Additional Information and Where to Find it

 

On May 1, 2020, GAIN filed the definitive proxy statement on Schedule 14A with the SEC. Additionally, GAIN plans to file other relevant materials with the SEC in connection with the proposed transaction. This material is not a substitute for the definitive proxy statement or any other document which GAIN may file with the SEC. The definitive proxy statement has been sent or given to the stockholders of GAIN and contains important information about the proposed transaction and related matters. INVESTORS IN AND SECURITY HOLDERS OF GAIN ARE URGED TO READ THE DEFINITIVE PROXY STATEMENT AND ANY OTHER RELEVANT DOCUMENTS THAT ARE FILED OR FURNISHED OR WILL BE FILED OR WILL BE FURNISHED WITH THE SEC, AS WELL AS ANY AMENDMENTS OR SUPPLEMENTS TO

 

 

 

THESE DOCUMENTS, CAREFULLY AND IN THEIR ENTIRETY BEFORE MAKING ANY VOTING OR INVESTMENT DECISION WITH RESPECT TO THE PROPOSED TRANSACTION BECAUSE THEY CONTAIN OR WILL CONTAIN IMPORTANT INFORMATION ABOUT THE TRANSACTION, RELATED MATTERS AND THE PARTIES TO THE TRANSACTION. The materials filed by GAIN with the SEC may be obtained free of charge at the SEC’s website at www.sec.gov or in the “Investor Relations” section of GAIN’s website at www.gaincapital.com.

 

Participants in Solicitation

 

GAIN and its directors and certain of its executive officers may be considered participants in the solicitation of proxies from GAIN’s stockholders in connection with the proposed transaction.
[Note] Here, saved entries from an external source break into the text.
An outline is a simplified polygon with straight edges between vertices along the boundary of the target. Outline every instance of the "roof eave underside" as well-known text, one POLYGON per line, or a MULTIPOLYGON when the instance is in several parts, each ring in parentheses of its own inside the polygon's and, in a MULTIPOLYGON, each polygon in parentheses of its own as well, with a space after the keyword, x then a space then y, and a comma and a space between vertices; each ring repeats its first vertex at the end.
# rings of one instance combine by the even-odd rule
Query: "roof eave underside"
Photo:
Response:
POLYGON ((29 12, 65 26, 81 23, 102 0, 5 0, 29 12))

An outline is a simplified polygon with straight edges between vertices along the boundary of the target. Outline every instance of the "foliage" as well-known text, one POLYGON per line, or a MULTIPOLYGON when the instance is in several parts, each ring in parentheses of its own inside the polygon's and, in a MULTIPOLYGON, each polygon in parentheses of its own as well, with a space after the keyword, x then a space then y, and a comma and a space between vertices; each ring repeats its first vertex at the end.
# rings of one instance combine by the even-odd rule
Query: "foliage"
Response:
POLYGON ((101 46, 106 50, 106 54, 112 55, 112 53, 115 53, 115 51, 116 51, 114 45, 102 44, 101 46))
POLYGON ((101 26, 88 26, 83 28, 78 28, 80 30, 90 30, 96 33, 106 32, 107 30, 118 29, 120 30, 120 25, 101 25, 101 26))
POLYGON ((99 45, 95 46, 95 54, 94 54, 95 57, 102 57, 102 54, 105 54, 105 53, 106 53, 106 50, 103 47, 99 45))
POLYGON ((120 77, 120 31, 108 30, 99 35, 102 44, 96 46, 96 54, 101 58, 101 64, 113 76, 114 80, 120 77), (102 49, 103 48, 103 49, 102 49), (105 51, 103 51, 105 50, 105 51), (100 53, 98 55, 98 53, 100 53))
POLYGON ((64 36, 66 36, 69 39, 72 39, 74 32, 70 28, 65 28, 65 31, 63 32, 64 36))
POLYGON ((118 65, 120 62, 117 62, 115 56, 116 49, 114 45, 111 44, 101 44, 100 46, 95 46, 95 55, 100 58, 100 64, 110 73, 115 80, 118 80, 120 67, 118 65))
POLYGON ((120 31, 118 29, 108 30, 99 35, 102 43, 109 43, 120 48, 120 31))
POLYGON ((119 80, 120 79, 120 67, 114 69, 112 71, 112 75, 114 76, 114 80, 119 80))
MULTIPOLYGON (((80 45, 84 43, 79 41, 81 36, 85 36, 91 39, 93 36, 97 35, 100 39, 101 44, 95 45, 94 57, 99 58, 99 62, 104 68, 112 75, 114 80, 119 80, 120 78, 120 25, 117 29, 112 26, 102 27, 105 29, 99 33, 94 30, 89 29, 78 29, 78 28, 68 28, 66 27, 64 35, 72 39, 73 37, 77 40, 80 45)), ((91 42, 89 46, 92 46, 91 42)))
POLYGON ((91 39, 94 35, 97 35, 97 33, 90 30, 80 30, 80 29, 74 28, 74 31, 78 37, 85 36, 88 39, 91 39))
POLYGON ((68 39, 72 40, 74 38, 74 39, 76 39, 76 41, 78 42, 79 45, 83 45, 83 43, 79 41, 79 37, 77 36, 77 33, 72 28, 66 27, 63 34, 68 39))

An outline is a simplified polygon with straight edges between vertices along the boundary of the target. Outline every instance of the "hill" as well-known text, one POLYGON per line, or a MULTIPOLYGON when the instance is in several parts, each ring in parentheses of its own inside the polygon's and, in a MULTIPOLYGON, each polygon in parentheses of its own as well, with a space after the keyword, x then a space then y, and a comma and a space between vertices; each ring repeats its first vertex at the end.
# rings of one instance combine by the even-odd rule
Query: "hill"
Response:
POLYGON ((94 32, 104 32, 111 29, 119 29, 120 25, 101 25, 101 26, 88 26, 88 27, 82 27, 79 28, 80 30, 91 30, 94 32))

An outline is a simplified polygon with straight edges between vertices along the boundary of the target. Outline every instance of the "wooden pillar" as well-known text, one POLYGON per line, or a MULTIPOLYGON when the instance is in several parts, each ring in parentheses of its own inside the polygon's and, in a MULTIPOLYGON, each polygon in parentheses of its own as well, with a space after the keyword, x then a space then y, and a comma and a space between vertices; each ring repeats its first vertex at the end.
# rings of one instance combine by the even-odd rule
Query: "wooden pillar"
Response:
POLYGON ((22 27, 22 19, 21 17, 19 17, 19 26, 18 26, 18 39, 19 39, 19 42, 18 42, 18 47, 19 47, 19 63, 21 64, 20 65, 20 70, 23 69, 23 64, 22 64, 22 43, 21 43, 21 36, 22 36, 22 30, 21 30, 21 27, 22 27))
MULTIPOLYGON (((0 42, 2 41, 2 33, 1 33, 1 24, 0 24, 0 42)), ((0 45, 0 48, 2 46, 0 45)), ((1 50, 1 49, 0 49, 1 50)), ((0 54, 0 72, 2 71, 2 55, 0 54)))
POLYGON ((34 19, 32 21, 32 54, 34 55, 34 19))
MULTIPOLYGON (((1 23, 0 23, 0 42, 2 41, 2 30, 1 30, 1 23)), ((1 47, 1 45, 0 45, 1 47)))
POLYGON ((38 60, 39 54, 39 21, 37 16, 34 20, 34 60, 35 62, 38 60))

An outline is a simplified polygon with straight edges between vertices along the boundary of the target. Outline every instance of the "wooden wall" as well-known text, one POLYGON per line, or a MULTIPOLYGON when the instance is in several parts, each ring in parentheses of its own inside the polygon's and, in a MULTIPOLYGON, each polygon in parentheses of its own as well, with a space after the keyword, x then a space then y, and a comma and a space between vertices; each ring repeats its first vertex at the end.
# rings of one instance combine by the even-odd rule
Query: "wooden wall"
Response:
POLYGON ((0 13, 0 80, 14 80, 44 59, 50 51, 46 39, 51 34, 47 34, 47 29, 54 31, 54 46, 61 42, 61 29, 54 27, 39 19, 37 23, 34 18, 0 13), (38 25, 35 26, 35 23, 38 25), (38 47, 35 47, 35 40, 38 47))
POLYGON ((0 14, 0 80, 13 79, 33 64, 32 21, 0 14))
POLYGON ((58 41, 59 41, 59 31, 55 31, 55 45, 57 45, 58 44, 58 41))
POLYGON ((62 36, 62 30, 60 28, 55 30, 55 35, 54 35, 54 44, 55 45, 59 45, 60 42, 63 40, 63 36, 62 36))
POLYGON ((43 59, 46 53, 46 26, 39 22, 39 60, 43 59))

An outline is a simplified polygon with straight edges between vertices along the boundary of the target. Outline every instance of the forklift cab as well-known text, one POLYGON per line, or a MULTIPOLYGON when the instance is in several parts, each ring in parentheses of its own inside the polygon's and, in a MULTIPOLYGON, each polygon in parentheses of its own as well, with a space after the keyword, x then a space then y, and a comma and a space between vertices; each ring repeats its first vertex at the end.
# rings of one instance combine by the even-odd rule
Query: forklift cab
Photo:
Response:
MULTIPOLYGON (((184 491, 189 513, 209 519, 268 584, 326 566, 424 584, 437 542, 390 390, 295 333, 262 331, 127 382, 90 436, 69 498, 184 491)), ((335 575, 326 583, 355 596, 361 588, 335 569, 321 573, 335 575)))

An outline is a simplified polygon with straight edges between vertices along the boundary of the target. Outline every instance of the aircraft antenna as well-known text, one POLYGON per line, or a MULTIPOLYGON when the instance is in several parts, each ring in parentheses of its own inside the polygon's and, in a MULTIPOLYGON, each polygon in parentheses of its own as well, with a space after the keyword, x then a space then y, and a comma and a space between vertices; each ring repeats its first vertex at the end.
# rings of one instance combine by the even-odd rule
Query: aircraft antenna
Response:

Information about the directors and executive officers of GAIN is set forth in its Annual Report on Form 10-K for the year ended December 31, 2019, which was filed with the SEC on March 16, 2020 and its proxy statement for its 2020 annual meeting of stockholders, which was filed with the SEC on April 29, 2020. These documents can be obtained free of charge from the sources indicated above. Additional information regarding the participants in the proxy solicitations and a description of their direct and indirect interests, by security holdings or otherwise, will be contained in the proxy statement and other relevant materials in connection with the transaction to be filed with the SEC when they become available.

 

 

 

SIGNATURE

 

Pursuant to the requirements of the Securities Exchange Act of 1934, the Registrant has duly caused this report to be signed on its behalf by the undersigned thereunto duly authorized.

 

  GAIN CAPITAL HOLDINGS
     
     
  By: /s/ Diego Rotsztain  
    Diego Rotsztain  
    General Counsel and Secretary  

   

Date: May 14, 2020 GAIN Capital Holdings, Inc.